MIAMI — Dwyane Wade slipped in the comment in his friendly, easy-going style.
But his words carried a foreboding message, even after the Miami Heat’s rollicking championship celebration Thursday night.
“I think people need to enjoy it a little bit, too,” Wade said before Game 7 about his union with LeBron James and Chris Bosh. “Vecause one day it won’t be here, and people are going to miss it. Let’s stop getting rid of it while it’s still here.”
He’s right. One day, James, Wade and Bosh won’t be on the Heat roster together, and because all three will be able to terminate their contracts with Miami after the 2013-14 season, the question becomes, when is that day?
Heat owner Micky Arison recently told the Fort Lauderdale Sun Sentinel that his concern next season is winning another championship, suggesting the Big 3 will play together again in 2013-14. But if the owner considers changing up things, he might entertain offers from other teams for Bosh. Trading James or Wade seems highly unlikely.
The Heat struggled at times in the postseason against teams with size and strength, and they might look to add for size and strength, even if that means dealing Bosh. The Heat’s third All-Star did not score a point in the 95-88 Game 7 victory Thursday in the NBA Finals vs. the San Antonio Spurs. He consistently was bettered by Roy Hibbert and Tim Duncan over the past month.

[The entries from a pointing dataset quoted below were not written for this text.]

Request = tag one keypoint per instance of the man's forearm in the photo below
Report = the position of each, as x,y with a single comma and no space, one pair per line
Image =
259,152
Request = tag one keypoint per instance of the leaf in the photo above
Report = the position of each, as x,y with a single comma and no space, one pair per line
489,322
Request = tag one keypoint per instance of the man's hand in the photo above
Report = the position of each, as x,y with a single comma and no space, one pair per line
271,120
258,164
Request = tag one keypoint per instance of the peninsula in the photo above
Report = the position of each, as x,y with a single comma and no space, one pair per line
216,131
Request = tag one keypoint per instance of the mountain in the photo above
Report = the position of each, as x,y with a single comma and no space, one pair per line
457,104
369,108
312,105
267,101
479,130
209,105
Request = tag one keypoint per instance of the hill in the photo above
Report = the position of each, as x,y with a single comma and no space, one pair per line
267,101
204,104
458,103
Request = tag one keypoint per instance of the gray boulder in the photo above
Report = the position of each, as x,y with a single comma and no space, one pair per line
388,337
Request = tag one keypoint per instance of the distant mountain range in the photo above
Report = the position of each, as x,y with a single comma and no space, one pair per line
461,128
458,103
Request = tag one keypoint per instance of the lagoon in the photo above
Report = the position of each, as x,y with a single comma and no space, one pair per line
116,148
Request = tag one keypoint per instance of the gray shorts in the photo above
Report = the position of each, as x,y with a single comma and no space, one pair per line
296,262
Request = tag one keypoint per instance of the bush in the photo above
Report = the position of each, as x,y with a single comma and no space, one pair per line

This was a group put together to win championships, and they’ve won two in three years – and went to the Finals in all three. They have accomplished quite a bit, even if at times they didn’t look as sharp as expected.
“It says a lot about where we’re at now, the team that we are,” Wade said. “(In) 2010 our first year together, we tried to make it work. And we just weren’t a team that we needed to be to gut a Game 6 out, to win a game like that. To be in the championship three years in a row, to win two of those three, is unbelievable.
“Everybody can’t get to The Finals and win six in a row – like win six and not lose one like Michael Jordan. But we are excited about the future of this organization. We are still a good team. And we’re going to do everything we can to make sure that we can stay competitive. And adding a guy like Ray Allen, adding a guy like Birdman (Chris Andersen), this organization doesn’t rest on trying to make sure that we can put ourselves in a position to have a trophy like this. So we’ll be back next year again, looking to do it again.”
James and Bosh will earn $19 million next season, and Wade is set to make $18.6 million. All three will make at least $20 million in 2014-15, and that puts some restrictions on what the Heat can do with the roster under the salary cap.
Next season, the league’s new luxury tax – which was agreed upon by players and owners in the 2011 collective bargaining agreement – kicks in, and it is a more punitive tax. Miami is looking at a nearly $37 million tax bill next season whereas in past seasons, it would have $18 million. Arison and Heat President Pat Riley undoubtedly will be concerned about that number.
While the Heat will look to improve the roster — they have to based on how the postseason played out, being taken to two Game 7’s — they do have players contractually locked in for next season.
Swingman Mike Miller is scheduled to make $6.2 million next season but could be cut with the amnesty clause, which allows teams to pay out a player’s salary but avoid it counting against the cap.
“One thing I’ve learned through 13 years of basketball is the business side of it, and I completely understand it,” Miller said during the Finals. “But I’ve got a lot of basketball left.”
Big men Udonis Haslem and Joel Anthony are under contract through 2014-15, and guard Norris Cole’s affordable rookie contract runs through at 2015-16. The Heat have a team option on the final year of guard Mario Chalmers’ $4 million contract for next season, another reasonable contract for Miami. Chalmers played well in three of the four Finals wins and helps add an extra dimension to the team.
Forward Shane Battier is signed through 2013-14, and guard Ray Allen and forwards James Jones and Rashard Lewis all have player options for next season. Allen told USA TODAY Sports he will make a decision on his future after the season, and Jones and Lewis indicated they will return.
The Heat also need to decide what they will do with Andersen: sign him in free agency in the offseason or look for an alternative. Right now, the Heat do not have a pick in June draft so any additions will be made through free agency or trades.
The turnaround in the NBA season is fast. The draft comes a week after the Finals, and free agency opens four days after that. When a news reporter asked James on Thursday about the future, he shot back, “Please don’t ask me about my offseason training right now.”
With James, Wade and Bosh, the Heat will be the favorites for a third consecutive title. But they won’t stand pat. Remember, after winning the title in 2012, they added Allen and then signed Andersen almost midway through this season.
“I mean, I have a few goals,” James said. “My goal, one of my first goals, is to continue to inspire the youth to want to play this game of basketball or to be better at whatever they do. Second thing for me is to continue to lead my teammates. Every single day in practice, every single day in film sessions, I know the grass isn’t always green and there’s going to be trials and tribulations.”